Recent reports have demonstrated the clinical usefulness of serum pNf-H in term infants with hypoxic ischemic encephalopathy [1,2], but none have addressed pNf-H in premature infants or progressive brain damages in infants. In this study, the serum pNf-H of our patient was persistently elevated and peaked 3 and 29 days after birth. The first peak was considered to be due to asphyxia at birth, and the ensuing gradual elevation appeared to coincide with the progression of PHHC. These results showed that pNf-H levels sensitively reflected neuronal damage in this patient. The rapid reduction of pNf-H level on day 9 was considered to be caused by excessive water input on day 8-10. Brainderived creatinine kinase and neuron-specific enolase are conventionally used to assess brain damage, but these molecules are also present in the placenta and blood cells. Though matrix metalloproteinase 9 and 2 are also known to be useful biomarker for neonatal intraventricular hemorrhage, these are increased in not only neuronal damage but also neonatal bronchopulmonary dysplasia [8]. In contrast, neurofilaments are specific components of the nervous system and thus represent markers for neuronal damage. While neurofilament-L (Nf-L) in the CSF of term and preterm neonates with perinatal asphyxia or PHHC has been reported as a neuronal biomarker [2], pNf-H is more resistant to calpain and other proteases [9]. In addition, pNf-H can be assayed in very small amounts (50 μL/assay) of blood samples, which is clinically important for ELBWI. Thus, monitoring serum pNf-H may be useful in estimating CNS damage in preterm infants. Furthermore, we analyzed the concentrations of methemoglobin, which were transiently raised on just before intraventricular hemorrhage and gradually increased according to the progression of hydrocephalus. Methemoglobin, which was suggested to be crucial initiator in the development of brain damage [10], also might to be the predictor of neuronal complications.

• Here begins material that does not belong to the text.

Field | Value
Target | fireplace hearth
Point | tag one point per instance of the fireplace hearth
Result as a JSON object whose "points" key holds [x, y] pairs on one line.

BRP in neonates shows paroxysmal automatic movements without epileptic discharges in EEG [11,12]. The major causes of BRP are cortical dysfunctions induced by IVH, hydrocephalus, and hypoxic ischemic encephalopathy. Cortical damage leads to the release of brainstem preprogram activity, such as oral-buccal movements, ocular signs, and limb and axial movements mimicking swimming or rotatory motions in the upper extremities and stepping or pedaling motions in the lower extremities [11]. BRP is also considered to be induced by the administration of AEDs, especially benzodiazepines including MDZ, which suppress cortical activity [12]. In this patient, BRP was observed on day 28 after her PHHC had gradually worsened but no MDZ was detected in the blood at that time. Thus, it can be said that her severe progressive PHHC, and not the administration of MDZ, primarily contributed to the development of BRP.
In conclusion, this is the first report to show that monitoring of serum phosphorylated form of neurofilament H levels is useful in estimating central nervous system damage and to identify the cause of BRP in ELBWI with PHHC.
This work was supported by Japanese Epilepsy Research Foundation and the Preventive Medical Center of Shinshu University Hospital.